采用 E 试验法检测 2007 年至 2009 年北京大学第一医院行上消化道内镜检查的患者分离的 79 株 H. pylori 临床分离株对 CIP、LVX 和 MOX 的药敏性。以 H. pylori 26695 株作为质控菌株。根据最低抑菌浓度(MIC)值,MIC 值>1μg/ml 时,将菌株定义为对 CIP、LVX 或 MOX 耐药。随机选择 29 株耐喹诺酮和 16 株耐喹诺酮的 H. pylori 菌株,通过聚合酶链反应(PCR)扩增和测序喹诺酮耐药决定区(QRDR)的 gyrA 和 gyrB 基因。
本研究中,H. pylori 对 CIP、LVX 或 MOX 的耐药率为 55.7%(44/79),原发性耐药率为 26.6%(21/79)。有继发性耐药的患者在之前的根除治疗中曾接受过 LVX 治疗,但未接受过 MOX 或 CIP 治疗。从 79 株菌株中随机选择 45 株菌株,包括 29 株 CIP、LVX 或 MOX 耐药株(MIC:1.5-32μg/ml)和 16 株敏感株,用于 PCR 分析。
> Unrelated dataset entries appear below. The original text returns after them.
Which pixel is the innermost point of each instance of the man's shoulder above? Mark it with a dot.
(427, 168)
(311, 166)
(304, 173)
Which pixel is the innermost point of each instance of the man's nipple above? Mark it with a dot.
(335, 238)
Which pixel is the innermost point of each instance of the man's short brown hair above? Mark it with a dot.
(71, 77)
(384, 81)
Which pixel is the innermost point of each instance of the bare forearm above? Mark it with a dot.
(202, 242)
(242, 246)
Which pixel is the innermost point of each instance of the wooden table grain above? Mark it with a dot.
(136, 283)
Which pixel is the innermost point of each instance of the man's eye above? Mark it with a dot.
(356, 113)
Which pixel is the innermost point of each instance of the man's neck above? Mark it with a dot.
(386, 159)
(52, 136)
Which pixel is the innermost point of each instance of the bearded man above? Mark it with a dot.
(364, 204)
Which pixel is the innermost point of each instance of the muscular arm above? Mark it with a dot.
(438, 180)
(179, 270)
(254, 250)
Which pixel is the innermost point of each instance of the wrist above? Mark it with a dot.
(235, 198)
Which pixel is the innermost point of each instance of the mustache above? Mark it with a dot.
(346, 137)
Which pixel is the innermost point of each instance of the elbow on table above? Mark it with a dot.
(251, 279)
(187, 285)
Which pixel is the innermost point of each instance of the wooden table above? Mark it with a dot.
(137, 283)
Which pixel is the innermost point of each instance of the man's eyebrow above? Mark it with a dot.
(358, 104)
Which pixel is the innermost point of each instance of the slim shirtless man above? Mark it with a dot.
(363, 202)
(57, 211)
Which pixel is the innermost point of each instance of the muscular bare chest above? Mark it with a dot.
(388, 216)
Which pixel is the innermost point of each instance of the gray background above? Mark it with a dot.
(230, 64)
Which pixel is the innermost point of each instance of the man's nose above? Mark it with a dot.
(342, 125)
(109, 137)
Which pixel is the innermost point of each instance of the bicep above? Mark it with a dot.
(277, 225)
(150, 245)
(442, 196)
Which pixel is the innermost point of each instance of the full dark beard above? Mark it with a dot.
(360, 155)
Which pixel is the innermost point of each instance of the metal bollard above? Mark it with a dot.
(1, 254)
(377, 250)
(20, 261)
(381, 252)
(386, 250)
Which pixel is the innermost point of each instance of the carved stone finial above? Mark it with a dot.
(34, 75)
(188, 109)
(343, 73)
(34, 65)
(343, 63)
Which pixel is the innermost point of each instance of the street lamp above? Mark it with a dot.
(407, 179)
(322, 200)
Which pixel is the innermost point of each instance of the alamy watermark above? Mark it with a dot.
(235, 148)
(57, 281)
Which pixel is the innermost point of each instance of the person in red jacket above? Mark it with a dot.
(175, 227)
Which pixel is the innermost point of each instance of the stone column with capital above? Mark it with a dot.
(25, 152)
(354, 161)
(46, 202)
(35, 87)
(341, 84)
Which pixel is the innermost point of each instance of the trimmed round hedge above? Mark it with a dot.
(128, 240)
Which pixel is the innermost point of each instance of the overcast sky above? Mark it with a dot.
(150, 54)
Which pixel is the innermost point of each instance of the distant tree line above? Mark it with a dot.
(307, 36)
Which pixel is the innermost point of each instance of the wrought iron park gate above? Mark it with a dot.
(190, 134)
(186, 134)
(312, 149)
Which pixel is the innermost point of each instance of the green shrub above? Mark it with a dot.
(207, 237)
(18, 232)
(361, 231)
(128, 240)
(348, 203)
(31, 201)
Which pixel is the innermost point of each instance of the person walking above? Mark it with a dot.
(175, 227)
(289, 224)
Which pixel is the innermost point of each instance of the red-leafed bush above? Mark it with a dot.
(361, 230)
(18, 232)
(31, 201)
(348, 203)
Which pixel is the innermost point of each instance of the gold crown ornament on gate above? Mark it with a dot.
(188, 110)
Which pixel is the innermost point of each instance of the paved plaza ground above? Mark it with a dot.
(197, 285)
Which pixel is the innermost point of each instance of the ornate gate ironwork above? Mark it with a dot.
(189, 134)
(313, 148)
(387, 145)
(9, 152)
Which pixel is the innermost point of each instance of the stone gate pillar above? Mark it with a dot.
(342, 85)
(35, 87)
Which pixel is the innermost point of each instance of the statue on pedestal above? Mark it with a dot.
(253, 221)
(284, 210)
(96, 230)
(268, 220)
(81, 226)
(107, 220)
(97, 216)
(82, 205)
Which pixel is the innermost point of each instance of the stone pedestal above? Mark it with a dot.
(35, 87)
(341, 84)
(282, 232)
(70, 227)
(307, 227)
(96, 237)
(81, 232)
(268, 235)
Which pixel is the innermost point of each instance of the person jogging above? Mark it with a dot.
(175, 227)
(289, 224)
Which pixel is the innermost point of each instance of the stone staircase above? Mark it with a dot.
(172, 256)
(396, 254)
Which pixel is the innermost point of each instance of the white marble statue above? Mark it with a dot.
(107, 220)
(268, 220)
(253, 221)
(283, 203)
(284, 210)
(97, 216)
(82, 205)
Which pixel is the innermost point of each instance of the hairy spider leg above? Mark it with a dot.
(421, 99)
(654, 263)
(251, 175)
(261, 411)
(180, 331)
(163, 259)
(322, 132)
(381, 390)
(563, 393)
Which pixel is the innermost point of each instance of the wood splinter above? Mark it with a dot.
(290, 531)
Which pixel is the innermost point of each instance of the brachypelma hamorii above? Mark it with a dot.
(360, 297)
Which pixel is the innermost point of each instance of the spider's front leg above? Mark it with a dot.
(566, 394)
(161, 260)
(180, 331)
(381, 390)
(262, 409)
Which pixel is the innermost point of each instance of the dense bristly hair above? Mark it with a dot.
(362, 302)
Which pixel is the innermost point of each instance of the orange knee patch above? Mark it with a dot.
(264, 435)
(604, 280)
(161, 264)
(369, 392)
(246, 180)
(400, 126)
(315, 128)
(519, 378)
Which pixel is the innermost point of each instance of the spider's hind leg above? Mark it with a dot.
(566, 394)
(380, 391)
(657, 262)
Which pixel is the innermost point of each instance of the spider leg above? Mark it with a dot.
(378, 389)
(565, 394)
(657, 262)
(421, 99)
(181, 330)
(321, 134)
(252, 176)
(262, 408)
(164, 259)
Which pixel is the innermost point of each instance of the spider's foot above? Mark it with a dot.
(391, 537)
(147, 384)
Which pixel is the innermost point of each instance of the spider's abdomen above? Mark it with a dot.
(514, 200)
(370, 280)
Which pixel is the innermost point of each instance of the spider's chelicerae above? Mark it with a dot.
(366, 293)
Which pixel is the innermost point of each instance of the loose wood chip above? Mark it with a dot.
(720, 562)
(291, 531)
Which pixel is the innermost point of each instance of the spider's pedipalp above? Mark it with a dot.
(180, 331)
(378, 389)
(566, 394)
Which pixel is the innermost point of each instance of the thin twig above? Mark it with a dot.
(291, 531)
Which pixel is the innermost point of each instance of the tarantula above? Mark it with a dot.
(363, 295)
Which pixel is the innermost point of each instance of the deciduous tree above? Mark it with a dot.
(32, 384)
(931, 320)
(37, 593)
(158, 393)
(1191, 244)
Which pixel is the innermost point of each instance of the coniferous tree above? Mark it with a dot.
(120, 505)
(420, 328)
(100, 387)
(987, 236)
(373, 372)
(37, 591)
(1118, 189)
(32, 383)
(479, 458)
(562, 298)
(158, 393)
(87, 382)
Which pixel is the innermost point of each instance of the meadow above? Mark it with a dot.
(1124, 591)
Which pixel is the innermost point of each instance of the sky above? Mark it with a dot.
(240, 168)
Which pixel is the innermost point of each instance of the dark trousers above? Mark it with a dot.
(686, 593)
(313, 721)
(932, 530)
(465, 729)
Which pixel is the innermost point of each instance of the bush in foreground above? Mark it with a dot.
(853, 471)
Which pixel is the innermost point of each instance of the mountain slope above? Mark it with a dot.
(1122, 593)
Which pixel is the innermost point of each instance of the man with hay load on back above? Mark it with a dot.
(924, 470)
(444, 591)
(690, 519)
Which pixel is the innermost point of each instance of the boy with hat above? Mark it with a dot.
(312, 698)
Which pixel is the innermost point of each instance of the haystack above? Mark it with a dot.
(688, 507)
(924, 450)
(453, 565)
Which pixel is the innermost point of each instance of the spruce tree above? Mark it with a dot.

在这 45 株菌株中,27 株耐药株的 gyrA 基因发生突变,包括 11 株突变对应于 Asp-91(MIC:2-32μg/ml),其中 1 株还发生突变对应于 Val-150,16 株突变对应于 Asn-87(MIC:4-32μg/ml),其中 3 株还发生突变对应于 Arg-140 或 Val-150。此外,在 3 株敏感株中分别检测到 Arg-140、Val-150 或 Ala-97 突变。对 gyrB 基因的分析表明,一株低耐药株存在与 Asp-91 突变共存的 Ser-457 突变。CIP、LVX 和 MOX 耐药株和敏感株 gyrA 基因突变的发生率有显著差异(P<0.05),但有 2 株耐药株未发现喹诺酮耐药决定区突变。
耐药主要通过 gyrA 基因的点突变介导。QRDR 无突变的菌株是否存在其他耐药机制,有待进一步检测。